If an application expects errors to be handled beneath the filesystem
then it should forgo DAX and arrange for the NVDIMM devices to be
RAIDed.  Otherwise, if an application wants to use DAX then it might
need to be prepared to handle media errors itself same as the
un-RAIDed disk case.  Yes, at an administrative level without
reverse-mapping support from a filesystem there's presently no way to
ask "which files on this fs are impacted by media errors", and we're
aware that reverse-mapping capabilities are nascent for current
DAX-aware filesystems.  The forward lookup path, as impractical as it
is for large numbers of files, is available if an application wanted
to know if a specific file was impacted.  We've discussed possibly
extending fiemap() to return bad blocks in a file rather than
consulting sysfs, or extending lseek() with something like SEEK_ERROR
to return offsets of bad areas in a file.

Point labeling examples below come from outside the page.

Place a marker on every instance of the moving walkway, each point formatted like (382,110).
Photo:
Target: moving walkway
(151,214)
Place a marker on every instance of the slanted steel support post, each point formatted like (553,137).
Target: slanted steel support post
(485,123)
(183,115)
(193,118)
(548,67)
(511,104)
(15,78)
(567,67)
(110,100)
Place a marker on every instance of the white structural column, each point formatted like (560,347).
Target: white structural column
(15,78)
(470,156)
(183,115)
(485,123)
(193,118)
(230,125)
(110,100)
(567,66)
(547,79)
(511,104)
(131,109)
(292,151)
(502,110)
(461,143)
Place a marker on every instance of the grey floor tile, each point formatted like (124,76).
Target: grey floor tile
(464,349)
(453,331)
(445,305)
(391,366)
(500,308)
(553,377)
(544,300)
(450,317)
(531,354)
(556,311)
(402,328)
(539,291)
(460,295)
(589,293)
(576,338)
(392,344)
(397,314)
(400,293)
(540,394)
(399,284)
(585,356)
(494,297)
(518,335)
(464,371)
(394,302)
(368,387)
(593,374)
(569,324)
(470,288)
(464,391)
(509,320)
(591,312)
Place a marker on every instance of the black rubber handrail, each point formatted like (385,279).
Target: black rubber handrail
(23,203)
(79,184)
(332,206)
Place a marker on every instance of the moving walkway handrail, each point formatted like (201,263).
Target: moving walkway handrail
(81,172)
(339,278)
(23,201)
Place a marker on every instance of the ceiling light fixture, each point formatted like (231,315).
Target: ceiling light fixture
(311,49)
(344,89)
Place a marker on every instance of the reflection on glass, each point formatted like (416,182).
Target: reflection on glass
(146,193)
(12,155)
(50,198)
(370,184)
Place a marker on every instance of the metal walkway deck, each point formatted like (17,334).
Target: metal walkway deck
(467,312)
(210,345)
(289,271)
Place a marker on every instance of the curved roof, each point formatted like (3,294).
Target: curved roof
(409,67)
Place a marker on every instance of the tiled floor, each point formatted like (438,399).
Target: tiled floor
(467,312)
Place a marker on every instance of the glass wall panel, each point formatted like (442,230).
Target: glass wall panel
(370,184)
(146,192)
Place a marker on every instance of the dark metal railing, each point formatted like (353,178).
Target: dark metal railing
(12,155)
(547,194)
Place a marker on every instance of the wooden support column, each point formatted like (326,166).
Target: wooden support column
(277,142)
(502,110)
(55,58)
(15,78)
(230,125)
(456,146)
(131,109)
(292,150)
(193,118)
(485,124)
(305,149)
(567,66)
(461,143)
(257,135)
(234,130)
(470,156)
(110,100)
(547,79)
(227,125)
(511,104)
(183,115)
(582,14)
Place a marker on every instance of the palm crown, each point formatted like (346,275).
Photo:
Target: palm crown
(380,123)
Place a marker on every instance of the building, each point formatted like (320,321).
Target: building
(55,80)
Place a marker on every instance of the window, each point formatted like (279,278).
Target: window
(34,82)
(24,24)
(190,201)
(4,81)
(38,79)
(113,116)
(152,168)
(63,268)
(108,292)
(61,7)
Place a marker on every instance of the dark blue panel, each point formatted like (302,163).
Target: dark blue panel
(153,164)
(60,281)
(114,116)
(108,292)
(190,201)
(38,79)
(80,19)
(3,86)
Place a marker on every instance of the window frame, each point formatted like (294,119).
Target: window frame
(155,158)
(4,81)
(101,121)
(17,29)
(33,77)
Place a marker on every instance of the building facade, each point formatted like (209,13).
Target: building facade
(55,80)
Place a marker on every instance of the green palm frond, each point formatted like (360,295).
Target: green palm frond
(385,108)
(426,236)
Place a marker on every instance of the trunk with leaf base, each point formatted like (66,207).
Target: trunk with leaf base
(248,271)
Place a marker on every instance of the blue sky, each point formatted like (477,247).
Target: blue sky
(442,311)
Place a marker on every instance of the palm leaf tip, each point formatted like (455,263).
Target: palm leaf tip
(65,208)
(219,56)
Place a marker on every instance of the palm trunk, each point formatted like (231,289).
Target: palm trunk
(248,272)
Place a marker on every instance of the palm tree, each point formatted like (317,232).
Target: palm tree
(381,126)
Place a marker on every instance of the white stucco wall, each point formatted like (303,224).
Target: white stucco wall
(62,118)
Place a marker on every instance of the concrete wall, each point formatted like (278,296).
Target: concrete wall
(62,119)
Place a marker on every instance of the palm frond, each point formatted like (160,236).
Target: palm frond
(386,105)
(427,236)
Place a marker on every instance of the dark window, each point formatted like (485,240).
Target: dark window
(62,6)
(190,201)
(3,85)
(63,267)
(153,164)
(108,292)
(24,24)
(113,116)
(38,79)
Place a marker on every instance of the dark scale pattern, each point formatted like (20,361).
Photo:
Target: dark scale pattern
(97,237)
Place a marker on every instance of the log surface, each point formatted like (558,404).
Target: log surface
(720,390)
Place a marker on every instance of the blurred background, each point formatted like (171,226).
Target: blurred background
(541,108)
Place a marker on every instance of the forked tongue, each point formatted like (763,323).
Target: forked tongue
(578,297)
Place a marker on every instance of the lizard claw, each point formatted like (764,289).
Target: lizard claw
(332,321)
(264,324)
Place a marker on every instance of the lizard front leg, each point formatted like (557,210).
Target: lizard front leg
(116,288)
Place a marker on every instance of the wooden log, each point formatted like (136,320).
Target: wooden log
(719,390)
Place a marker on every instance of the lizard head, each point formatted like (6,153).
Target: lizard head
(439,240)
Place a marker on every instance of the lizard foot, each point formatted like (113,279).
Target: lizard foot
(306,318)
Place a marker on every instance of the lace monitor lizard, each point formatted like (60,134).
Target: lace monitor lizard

> I haven't seen any design/documentation for infrastructure at the
> application layer to handle redundant data and correctly
> transparently so I don't have any idea what the technical
> requirements this different IO stack places on filesystems may be.
> Hence I'm asking for some kind of architecture/design documentation
> that I can read to understand exactly what is being proposed here...

I think this is a discussion for a solution that would build on top of
this basic "here are the errors, re-write them with good data if you
can; otherwise, best of luck" foundation.  Something like a DAX-aware
device mapper layer that duplicates data tagged with REQ_META so at
least we have a recovery path when a sector error lands in critical
filesystem-metadata.  However, anything we come up with to make NVDIMM
errors more survivable should be directly applicable to traditional
disk storage as well.  Along these lines we had a BoF session at Vault
where drive vendors we're wondering if the sysfs bad sectors list
could help software recover from the loss of a disk-head, or other
errors that only take down part of the drive.  An I/O hint that flags
data that should be stored redundantly might be useful there as well.

By the way, your presence was sorely missed at LSF/MM!